Dans un recoin de la cave, nous avons trouvé une cassette dont la bande magnétique était dévidée. Nous nous en sommes saisis, comme d’un talisman. Une relique que nous garderions de Saint-Denis. Chez nous, sans trop savoir pourquoi, nous l’avons rembobinée, regardée, comme si nous pensions que le secret de cet après-midi serait inscrit sur ce ruban. Bien sûr, la cassette était vierge, pas de trésor : rien ne sortirait pour nous de cette ville où tout le monde avait l’air mort, et dont les seules curiosités sont des tombeaux.

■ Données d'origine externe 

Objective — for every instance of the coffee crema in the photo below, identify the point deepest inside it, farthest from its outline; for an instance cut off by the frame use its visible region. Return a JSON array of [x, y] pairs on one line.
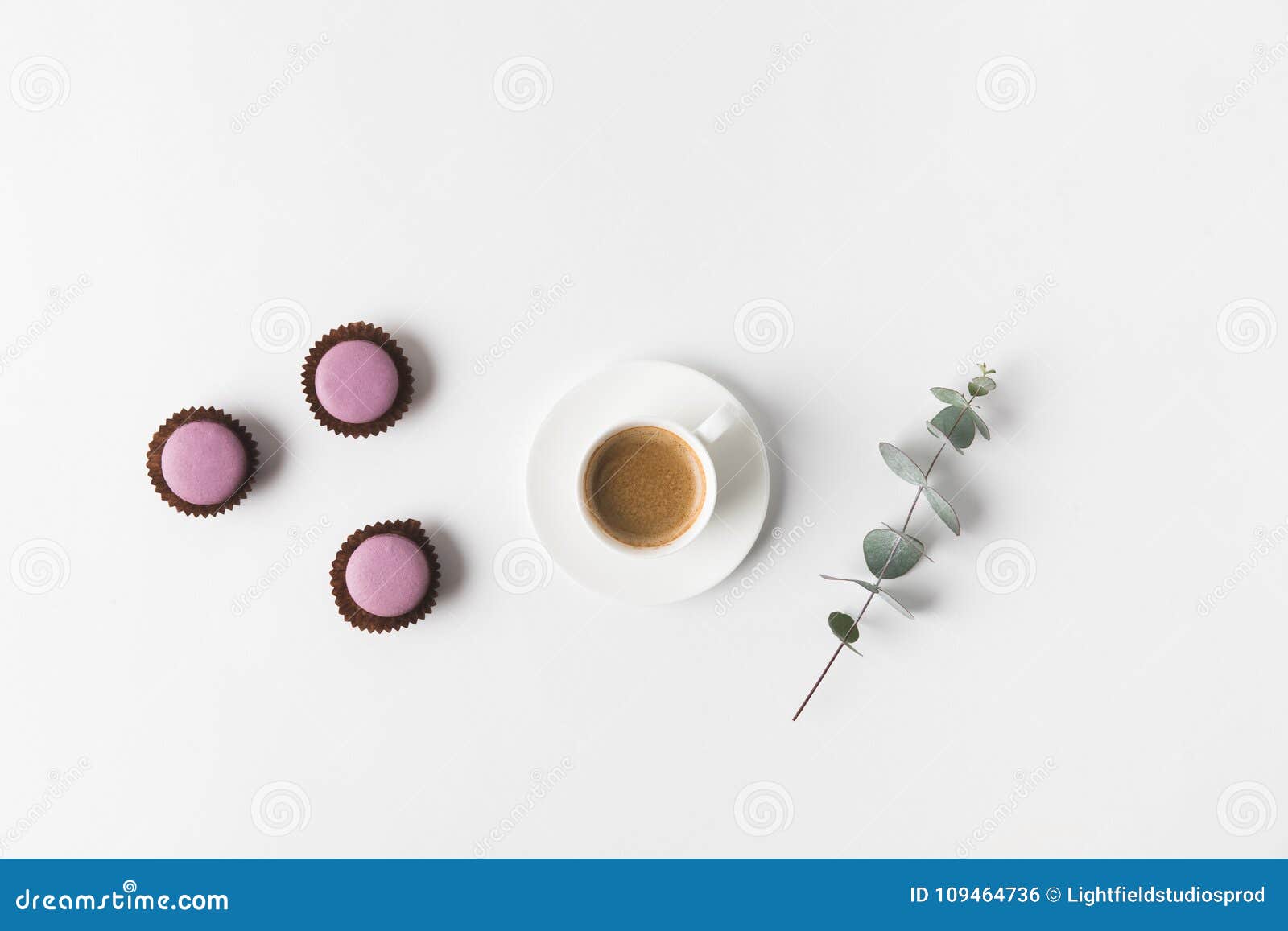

Le bonheur ne va pas sans un minimum d’architecture ni d’horizon. On ne voyait pas loin, sous ces halls de béton tagués de La Plaine-Saint-Denis. Dans notre souvenir, rien ne s’est embelli ni ne s’est modifié, aucune couleur n’est devenue plus chaude ; ces événements ont pris, malgré eux, la teinte de la semaine précédente, dans cette île des Gilbert, les couleurs de ces plages où s’engouffraient le bruit des alizés, de la terre qui rougissait nos pieds, les odeurs de fruits verts emportées par la mer. Notre peau, dans cet immeuble, cette cave où l’on entendait la pluie, avait conservé le sel de l’océan et la brûlure du soleil du Pacifique. Maher avait l’air de partir à la recherche de son passé, de ce qui aurait dû être son passé et qu’il n’avait pas connu — entre cette salle où il avait vécu son enfance, sans la regarder, sans en sentir l’obscurité, et les rivages de l’Afrique d’où était venu son père. Maher, navigateur du temps de Simbad, d’île en île, cherchait les traces des combats auxquels il aurait participé, si le destin l’avait voulu, de gens qu’il aurait rencontrés s’il avait abordé ces côtes en d’autres temps. Nouveau Télémaque, prince pacifique et pitoyable, à la recherche d’Ulysse, son guerrier de père, exilé qui a toutes les cartes sous les yeux mais ne sait pas où se situe son propre royaume.

CHAPITRE 4

Les aventures du roi Teutobodus

Le lendemain, Maher insista pour que nous allions à l’inauguration d’une stèle commémorative du maréchal Ney, sur l’esplanade des Invalides. Un attroupement d’une trentaine de lodens et de vestes matelassées s’était formé. À la tribune, drapée de tricolore, nous avons d’abord mal discerné, car nous arrivions par le côté, quel pouvait être l’orateur. Maher ne nous avait rien dit. C’était Sidonie Coignet, vêtue comme toujours en jaune, bleu, blanc et noir, pour la « contre-hermine », ses couleurs. Au moment où nous la reconnûmes, l’orage que la coupole, paratonnerre trop doré, semblait appeler de ses vœux, éclata. Elle tonnait plus fort que les éléments :

« C’est pourquoi, en l’honneur du brave des braves, nous sommes ce soir réunis. Puisse cette plaque, aujourd’hui dévoilée, montrer l’éternel attachement des soldats de la Grande Armée, et de nous tous, leurs descendants, à la figure de celui qui fut leur chef, leur modèle, leur martyr. Ney, duc d’Elchingen, prince de la Moskova, regarde-nous : venus de toute la France pour honorer ta mémoire et ton courage malheureux, nous sommes fiers d’appartenir à la grande armée des disparus, à la grande armée du souvenir et de la fidélité. » Ce n’était pas mal tourné. Un triple coup de tonnerre fracassa la fin du discours. Des musiciens lancèrent une marche, la petite troupe des fidèles, Sidonie la première, du haut de son estrade reprit en chœur :

« Veillons au salut de l’Empire Veillons au maintien de nos droits… »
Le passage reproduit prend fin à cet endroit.